Joseph Stone, Baron Stone

For other people with the same name, see Joseph Stone (disambiguation).

Joseph Ellis Stone, Baron Stone (27 May 1903 – 17 June 1986) was an officer in the British Army, and a doctor, most notably to Harold Wilson.

Born Joseph Ellis Silverstone, he was knighted in 1970,[1][2] and later was created a life peer in the 1976 Prime Minister's Resignation Honours[3] taking the title Baron Stone, of Hendon in Greater London, on 24 June 1976.[4]

Career

Stone was a General Practitioner, originally from Llanelli in Wales, who after qualifying in Cardiff worked as a GP in and around Hendon. He took on a number of patients from Hampstead Garden Suburb, at the time an area popular with left wing politicians, one of whom, Harold Wilson went on to become Prime Minister of the United Kingdom.

During World War II, as a Captain in the Royal Army Medical Corps, Joe was in the British Army force that liberated Belsen Concentration Camp. He became heavily involved as a doctor in the initial army reaction to the situation they found in Belsen, and to the rehabilitation of the prisoners there. He was possibly the first British Jewish doctor to enter Belsen after its liberation. His brother-in-law, Sidney Bernstein was then commissioned by the British Government to make a documentary about the liberation of Belsen and the Concentration Camps, which may have been influenced by the letters Joe sent home to his wife, Beryl.

As a peacetime GP, his patients included Lord Longford and Harold Wilson, and when Wilson became Prime Minister, Stone went on to become the personal physician to the Prime Minister. During this period in his career he counted a large number of Wilson's Cabinet as his patients. Stone travelled widely with the Prime Minister, and became a very close confidant of his. Joe Stone remained a family GP in Hendon until a few years before his death, and during his time as Wilson's doctor. During his life he was regarded as an excellent doctor, and was seen as very loyal to Wilson.

Death and legacy

He died in London, having continued to practice medicine until a few years before his death. He and his wife Beryl had two children, Richard and Adrienne. His brother was Arnold Silverstone, later Lord Ashdown. In his memory the Lord Stone Trust was founded. This was merged with the Lord Ashdown Charitable Settlement to form the Stone Ashdown Trust.

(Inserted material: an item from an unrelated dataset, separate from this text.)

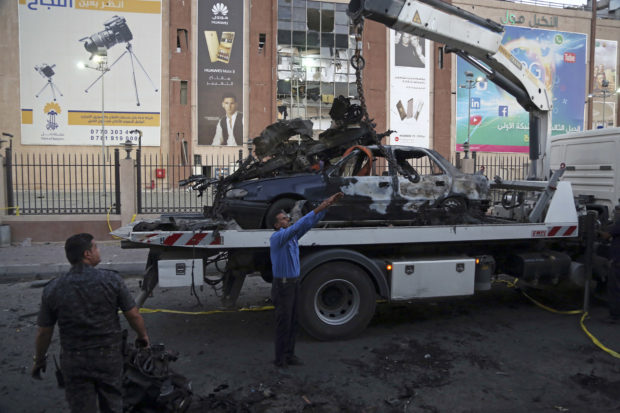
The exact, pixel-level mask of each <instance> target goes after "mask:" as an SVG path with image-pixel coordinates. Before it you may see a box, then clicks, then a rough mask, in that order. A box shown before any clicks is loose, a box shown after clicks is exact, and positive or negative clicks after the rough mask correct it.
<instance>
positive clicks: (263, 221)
mask: <svg viewBox="0 0 620 413" xmlns="http://www.w3.org/2000/svg"><path fill="white" fill-rule="evenodd" d="M299 201H300V200H299V199H292V198H281V199H278V200H277V201H275V202H274V203H273V204H271V206H270V207H269V209H268V210H267V213H266V214H265V218H264V220H263V228H267V229H273V224H275V223H276V215H278V214H279V213H280V211H284V212H286V213H287V214H290V213H291V211H292V210H293V208H294V207H295V204H296V203H297V202H299ZM308 212H310V210H309V209H308V207H306V205H305V204H304V205H303V206H302V208H301V214H302V216H303V215H304V214H306V213H308Z"/></svg>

In 2002, Wilson's former press secretary Joe Haines alleged that Stone had plotted to murder Labour politician Marcia Falkender in 1975, purportedly to prevent her from revealing that she and Wilson had had an affair; Falkender has rejected Haines's allegations as "outrageous".[5]

Labour Party politician Bernard Donoughue claimed in a 2011 documentary to have also heard Stone say, "it was in the national interest she be put down."[6] Controversy and unclarity about events during this period were also approached by the BBC 4 drama, The Lavender List. Falkender sued the BBC, and won £75,000 and an agreement by the BBC never to show the documentary drama again.[7]